1 Control Task
The control system design requirements for the test diagnostic platform are as follows:
(1) According to the instructions of the on-site assembly personnel, the operator issues the action command of the servo electric cylinders, and the four servo electric cylinders move individually within the total stroke range and stop reliably at the stroke limit position:
(2) The control box should have stroke display and action indication functions for each electric cylinder, and should be easy to operate and move.
2. Control Object Analysis
The experimental diagnostic platform is shown in Figure 1.
The host computer operating system controls the LSMC Micron L7s series standard I/O servo drive. This drive can operate in torque, speed, and position modes depending on its connection to the host controller, and can switch operating modes based on parameters and I/O input contact signals. While fulfilling the position control function, the mode selection places significant differences on the host controller's functional requirements. Torque mode places the highest demands on the host controller, requiring both position and speed loop control. Position mode places the lowest demands on the host controller, but it doesn't affect positioning accuracy; its accuracy depends on the servo motor encoder feedback accuracy and the electric cylinder's mechanical precision. Therefore, to simplify the host computer's functions, a fast and accurate all-digital position servo system is constructed using the servo drive and the electric cylinder APM AC servo motor.
3 Control System Design
Based on the analysis of the control task and the controlled object, the control system should provide a user-friendly human-machine interface, capable of semi-closed-loop position control of four servo electric cylinders, with operating modes including JOG continuous operation, JOG stepping and jogging, electronic handwheel mode, servo motor start/stop with S-shaped acceleration and deceleration, motor enable and brake control, etc.
Since an AC servo position control system is used, the L7s series standard I/O servo drive terminal input position operation mode wiring is used. The upper control system needs a programmable motion controller, motion control card or PLC with PTO (pulse train output) and an upper human-machine interface (HMI) touch screen that can communicate and connect with the controller or control card.
3.1 Control System Based on Four-Axis Motion Control PLL
The entire control system includes a power supply, a Xinje TH765 series HMI touch screen display, a Xinje XDM-32T-C four-axis motion control PLC, an electronic handwheel, and L7s series standard I/O servo drives. The HMI touch screen display, motion control PLC, and L7s servo drives form a monitoring system via a serial communication network using the MODBUs-RTU protocol. Its system structure is shown in Figure 2.

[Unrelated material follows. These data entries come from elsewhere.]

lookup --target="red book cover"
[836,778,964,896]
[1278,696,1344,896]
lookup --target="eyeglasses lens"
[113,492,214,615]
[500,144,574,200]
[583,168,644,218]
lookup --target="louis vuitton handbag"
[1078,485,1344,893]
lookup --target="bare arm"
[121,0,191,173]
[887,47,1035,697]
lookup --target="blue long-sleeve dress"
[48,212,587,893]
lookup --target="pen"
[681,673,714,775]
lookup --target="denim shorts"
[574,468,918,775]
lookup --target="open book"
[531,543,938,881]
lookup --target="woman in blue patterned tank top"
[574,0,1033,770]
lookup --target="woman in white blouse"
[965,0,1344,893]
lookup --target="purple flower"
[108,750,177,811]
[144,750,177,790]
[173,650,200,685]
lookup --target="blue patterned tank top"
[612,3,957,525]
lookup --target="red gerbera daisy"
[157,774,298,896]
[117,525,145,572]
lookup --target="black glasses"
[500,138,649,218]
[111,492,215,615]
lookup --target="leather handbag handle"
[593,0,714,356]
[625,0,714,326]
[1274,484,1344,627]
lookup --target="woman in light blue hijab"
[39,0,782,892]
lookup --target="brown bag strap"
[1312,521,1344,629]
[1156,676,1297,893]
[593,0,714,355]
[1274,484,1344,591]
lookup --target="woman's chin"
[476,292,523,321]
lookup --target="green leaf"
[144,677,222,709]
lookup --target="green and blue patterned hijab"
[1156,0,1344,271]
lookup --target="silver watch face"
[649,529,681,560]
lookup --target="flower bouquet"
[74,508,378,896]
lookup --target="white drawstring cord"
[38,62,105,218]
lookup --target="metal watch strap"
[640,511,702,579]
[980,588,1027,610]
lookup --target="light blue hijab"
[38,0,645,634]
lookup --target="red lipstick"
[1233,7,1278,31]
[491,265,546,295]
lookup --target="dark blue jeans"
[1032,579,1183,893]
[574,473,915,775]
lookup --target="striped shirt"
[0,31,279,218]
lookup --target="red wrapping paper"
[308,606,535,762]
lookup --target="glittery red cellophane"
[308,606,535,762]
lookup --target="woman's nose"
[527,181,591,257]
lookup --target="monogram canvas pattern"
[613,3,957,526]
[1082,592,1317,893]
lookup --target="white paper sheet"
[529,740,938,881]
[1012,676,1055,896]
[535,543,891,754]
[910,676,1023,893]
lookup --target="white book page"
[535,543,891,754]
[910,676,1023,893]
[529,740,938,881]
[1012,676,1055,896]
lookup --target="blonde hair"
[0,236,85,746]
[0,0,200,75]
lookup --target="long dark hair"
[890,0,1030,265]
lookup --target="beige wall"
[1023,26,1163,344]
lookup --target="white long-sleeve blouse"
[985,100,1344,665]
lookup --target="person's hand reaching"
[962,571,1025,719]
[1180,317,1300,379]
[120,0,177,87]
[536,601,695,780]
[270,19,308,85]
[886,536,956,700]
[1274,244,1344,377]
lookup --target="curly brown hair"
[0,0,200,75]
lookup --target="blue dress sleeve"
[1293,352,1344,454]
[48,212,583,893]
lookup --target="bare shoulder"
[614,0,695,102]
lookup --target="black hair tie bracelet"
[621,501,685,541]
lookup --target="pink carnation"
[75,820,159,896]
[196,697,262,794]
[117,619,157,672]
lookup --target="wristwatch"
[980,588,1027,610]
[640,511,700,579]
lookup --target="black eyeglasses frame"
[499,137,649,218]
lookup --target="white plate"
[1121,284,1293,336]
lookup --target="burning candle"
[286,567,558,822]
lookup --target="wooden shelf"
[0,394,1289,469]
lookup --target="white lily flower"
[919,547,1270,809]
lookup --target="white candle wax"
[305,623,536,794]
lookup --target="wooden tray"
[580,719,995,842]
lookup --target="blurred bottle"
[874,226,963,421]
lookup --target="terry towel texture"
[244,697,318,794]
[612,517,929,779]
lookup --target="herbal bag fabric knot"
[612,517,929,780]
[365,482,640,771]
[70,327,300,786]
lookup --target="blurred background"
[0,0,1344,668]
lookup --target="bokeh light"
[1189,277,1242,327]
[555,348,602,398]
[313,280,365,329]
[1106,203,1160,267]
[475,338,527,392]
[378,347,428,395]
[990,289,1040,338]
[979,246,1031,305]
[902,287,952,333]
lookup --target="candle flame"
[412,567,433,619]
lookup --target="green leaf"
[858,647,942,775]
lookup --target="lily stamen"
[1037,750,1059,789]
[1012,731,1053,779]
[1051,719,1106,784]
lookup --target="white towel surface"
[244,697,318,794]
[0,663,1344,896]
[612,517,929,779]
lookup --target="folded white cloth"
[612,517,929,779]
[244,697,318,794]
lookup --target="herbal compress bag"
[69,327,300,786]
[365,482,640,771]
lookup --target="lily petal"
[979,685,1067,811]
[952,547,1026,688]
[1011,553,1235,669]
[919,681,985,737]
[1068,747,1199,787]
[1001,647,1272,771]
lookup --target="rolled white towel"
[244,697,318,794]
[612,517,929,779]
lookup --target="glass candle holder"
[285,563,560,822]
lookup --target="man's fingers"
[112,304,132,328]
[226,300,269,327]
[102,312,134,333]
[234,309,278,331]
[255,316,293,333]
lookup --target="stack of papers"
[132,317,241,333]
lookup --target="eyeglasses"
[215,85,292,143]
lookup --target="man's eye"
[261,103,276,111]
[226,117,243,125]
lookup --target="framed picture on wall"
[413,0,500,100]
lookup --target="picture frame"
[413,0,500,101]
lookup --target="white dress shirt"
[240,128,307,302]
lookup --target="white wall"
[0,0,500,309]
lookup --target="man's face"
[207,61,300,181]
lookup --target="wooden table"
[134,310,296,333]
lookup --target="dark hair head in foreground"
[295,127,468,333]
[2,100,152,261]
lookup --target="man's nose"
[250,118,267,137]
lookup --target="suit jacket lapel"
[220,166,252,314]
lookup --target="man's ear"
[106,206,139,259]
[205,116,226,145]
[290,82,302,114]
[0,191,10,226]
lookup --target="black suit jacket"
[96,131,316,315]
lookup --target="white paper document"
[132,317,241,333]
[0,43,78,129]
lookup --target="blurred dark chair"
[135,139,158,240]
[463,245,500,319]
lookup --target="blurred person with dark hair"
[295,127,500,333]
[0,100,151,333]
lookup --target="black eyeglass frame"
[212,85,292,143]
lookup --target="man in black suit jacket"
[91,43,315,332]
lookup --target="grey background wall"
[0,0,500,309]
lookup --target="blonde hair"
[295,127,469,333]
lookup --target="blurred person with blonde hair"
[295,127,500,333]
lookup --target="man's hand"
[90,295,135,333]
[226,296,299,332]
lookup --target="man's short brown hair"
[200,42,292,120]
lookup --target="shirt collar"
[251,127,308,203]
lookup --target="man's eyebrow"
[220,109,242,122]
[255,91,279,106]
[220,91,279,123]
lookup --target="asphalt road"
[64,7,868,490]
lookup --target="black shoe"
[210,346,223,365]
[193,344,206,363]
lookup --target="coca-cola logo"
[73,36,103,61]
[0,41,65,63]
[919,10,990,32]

3.2 Human-Computer Interface Design
The Xinje TH765 series HMI touch operation display can be quickly configured with TOuchwin editing software to realize multiple interfaces, as shown in Figure 3, including operation and position display interface, servo drive status interface, alarm and history record interface, etc.
4 Applications
The AP inclined plane operating console integrated control system is adopted. The operating platform, as shown in Figure 4, mainly consists of an HMI touch screen display and an electronic handwheel. The left side of the electronic handwheel is an axis selection knob with five positions: OFF, X1, Y1, X2, and Y2. The right side of the electronic handwheel is a magnification selection knob with three positions: X1, X10, and X100. When in the OFF position, the hand-cranked metal encoder is ineffective. When in the corresponding axis position, the electronic handwheel and the hand-cranked metal encoder can be operated clockwise and counterclockwise, moving the corresponding axis forward and backward.
5 Conclusion
The domestically produced Xinje XDM series motion control PLC introduced in this article integrates motion control functions with ordinary PLC functions. It can support up to 10-axis pulse output and realize two-axis linkage. It supports both ordinary motion control commands, such as circular arc and linear interpolation, and planar conversion commands. It can perform two-axis linkage conversion such as Xy, yZ, and XZ. It is simple to implement, highly reliable, and has certain reference value for realizing multi-axis motion control.